TASK 12: Migrate plot_speaking_style_trait_scores

Location: /home/luigi/Documents/VoiceBranding/JPMC/Phase-3/plots.py (currently lines ~810-926)

Action: Rewrite horizontal bar chart with text annotations.

Current behavior:

  • Input: DataFrame with Voice, score, Left_Anchor, Right_Anchor columns
  • Output: Horizontal bar chart with anchor labels at bottom

New implementation:

def plot_speaking_style_trait_scores(
    self,
    data: pl.LazyFrame | pl.DataFrame | None = None,
    trait_description: str = None,
    left_anchor: str = None,
    right_anchor: str = None,
    title: str = "Speaking Style Trait Analysis",
    height: int | None = None,
    width: int | None = None,
) -> alt.Chart:
    """Plot scores for a single speaking style trait across multiple voices."""
    df = self._ensure_dataframe(data)

    if df.is_empty():
        return alt.Chart().mark_text(text="No data")
        
    required_cols = ["Voice", "score"]
    if not all(col in df.columns for col in required_cols):
        return alt.Chart().mark_text(text="Missing required columns")

    # Calculate stats: Mean, Count
    stats = (
        df.filter(pl.col("score").is_not_null())
        .group_by("Voice")
        .agg([
            pl.col("score").mean().alias("mean_score"),
            pl.col("score").count().alias("count")
        ])
        .sort("mean_score", descending=False)  # Ascending for bottom-to-top display
        .to_pandas()
    )

    # Extract anchors from data if not provided
    if (left_anchor is None or right_anchor is None) and "Left_Anchor" in df.columns:
        head = df.filter(pl.col("Left_Anchor").is_not_null()).head(1)
        if not head.is_empty():
            if left_anchor is None:
                left_anchor = head["Left_Anchor"][0]
            if right_anchor is None:
                right_anchor = head["Right_Anchor"][0]

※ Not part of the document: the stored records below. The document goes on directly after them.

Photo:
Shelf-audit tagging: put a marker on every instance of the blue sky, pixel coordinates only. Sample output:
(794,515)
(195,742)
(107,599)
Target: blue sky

    if trait_description is None:
        if left_anchor and right_anchor:
            trait_description = f"{left_anchor.split('|')[0]} vs. {right_anchor.split('|')[0]}"
        elif "Description" in df.columns:
            head = df.filter(pl.col("Description").is_not_null()).head(1)
            trait_description = head["Description"][0] if not head.is_empty() else ""
        else:
            trait_description = ""

    # Horizontal bar chart
    bars = alt.Chart(stats).mark_bar(color=ColorPalette.PRIMARY).encode(
        x=alt.X('mean_score:Q', title='Average Score (1-5)', scale=alt.Scale(domain=[1, 5])),
        y=alt.Y('Voice:N', title='Voice', sort='-x'),
        tooltip=[
            alt.Tooltip('Voice:N'),
            alt.Tooltip('mean_score:Q', title='Average', format='.2f'),
            alt.Tooltip('count:Q', title='Count')
        ]
    )

    # Count text inside bars
    text = bars.mark_text(
        align='center',
        baseline='middle',
        color='white',
        fontSize=16
    ).encode(
        text='count:Q'
    )

    # Combine
    chart = (bars + text).properties(
        title={
            "text": title,
            "subtitle": [trait_description, "(Numbers on bars indicate respondent count)"]
        },
        width=width or getattr(self, 'plot_width', 1000),
        height=height or getattr(self, 'plot_height', 500)
    )

    # Note: Anchor annotations at bottom would require separate text marks
    # positioned at fixed coordinates - can add if needed

    chart = self._save_plot(chart, title)
    return chart

Verification:

  • Returns alt.Chart
  • Horizontal orientation (x=score, y=voice)
  • X-axis domain set to [1, 5]
  • Count text displayed inside bars (white, large font)
  • Title includes subtitle with trait description
  • Sorted by mean score (ascending for bottom-to-top)
  • Anchor label annotations (optional - commented in code)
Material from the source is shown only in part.